Hybrid Soft Electrostatic Metamaterial Gripper for Multi-surface, Multi-object Adaptation
Ryo Kanno, Pham H. Nguyen, Joshua Pinskier, David Howard, Sukho Song, Mirko Kovac
TL;DR
The paper tackles the challenge of universal soft gripping by addressing residual peeling forces and limited payload in electroadhesive grippers. It introduces the Soft Electrostatic Metamaterial (SEM) gripper, which combines metamaterial cut patterns with electroadhesion to achieve directional adhesion and controlled preloading, enabling rapid release and higher lifting capability. Through design, optimization (NSGA-II), layer-by-layer fabrication, and extensive experiments, the SEM system demonstrates adhesion directionality up to $65.5\times$ and lifting up to $1617\times$ its weight while handling diverse flat and curved surfaces and deformable objects.
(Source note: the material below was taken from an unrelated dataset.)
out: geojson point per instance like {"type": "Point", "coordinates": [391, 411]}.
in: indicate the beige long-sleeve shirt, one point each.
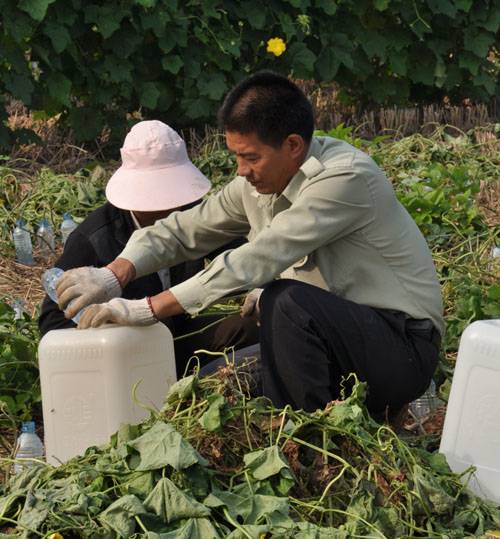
{"type": "Point", "coordinates": [337, 225]}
This approach yields a lightweight, scalable, multi-surface gripper with practical potential for delicate-to-heavy object manipulation in soft robotics.
Abstract
One of the trendsetting themes in soft robotics has been the goal of developing the ultimate universal soft robotic gripper. One that is capable of manipulating items of various shapes, sizes, thicknesses, textures, and weights. All the while still being lightweight and scalable in order to adapt to use cases. In this work, we report a soft gripper that enables delicate and precise grasps of fragile, deformable, and flexible objects but also excels in lifting heavy objects of up to 1617x its own body weight. The principle behind the soft gripper is based on extending the capabilities of electroadhesion soft grippers through the enhancement principles found in metamaterial adhesion cut and patterning. This design amplifies the adhesion and grasping payload in one direction while reducing the adhesion capabilities in the other direction. This counteracts the residual forces during peeling (a common problem with electroadhesive grippers), thus increasing its speed of release. In essence, we are able to tune the maximum strength and peeling speed, beyond the capabilities of previous electroadhesive grippers. We study the capabilities of the system through a wide range of experiments with single and multiple-fingered peel tests. We also demonstrate its modular and adaptive capabilities in the real-world with a two-finger gripper, by performing grasping tests of up to $5$ different multi-surfaced objects.